うんざりする程、タチの悪い夢を見ていた。匕首だけを懐に、殺月はひたすら暗い街を彷徨う。ここは金、権力、数えきれない欲望を叶える街だ。しかし今だけは、何もない乾いた砂漠を裸足で歩く心地だった。

 誰にも、そして誰からも、良心や愛情の類を感じた事はない。世の中を支配する大人という生き物に強烈な憎しみを抱き抵抗しながら、徐々に大人になっていった。生まれついての悪党とは、自分の事を言うのだろうと思う。殺しなんて一人やってしまえば、あとは二人も三人も同じだった。視界を邪魔する虫を駆除するのと変わらない。その後の掃除に多少の金と手間がかかるだけだと知った時には、出会う人間の全てが虫に見えていた。
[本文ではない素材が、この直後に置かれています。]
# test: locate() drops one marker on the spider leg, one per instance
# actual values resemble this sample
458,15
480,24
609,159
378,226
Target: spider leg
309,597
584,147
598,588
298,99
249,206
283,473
 ある日自分の前に現れた虫は、自分をコウメイと名乗った。大層な名前をかたるだけあって利口な奴なので、叩き潰すのは勿体ない。見つけて間も無く連れ帰り、良い作りの籠に入れて可愛がる事にした。狭苦しい虫籠の中で、コウメイはその世界しか知らないように、楽しそうに飛び回っていた。

 

 未だ覚めない夢。終わりが見えず彷徨う道の途中に、コウメイがぽつりと立っていた。道を塞ぐことはなく、ただ初めて出会った日のように、殺月をじっと見上げて惚けた顔をしていた。それがなぜか無性に憎たらしくなり、コウメイの体を引き寄せ、晒された生白い首へ匕首を突き刺した。肉や筋がぶつぶつと千切れていく感覚が、掌にはっきりと伝わった。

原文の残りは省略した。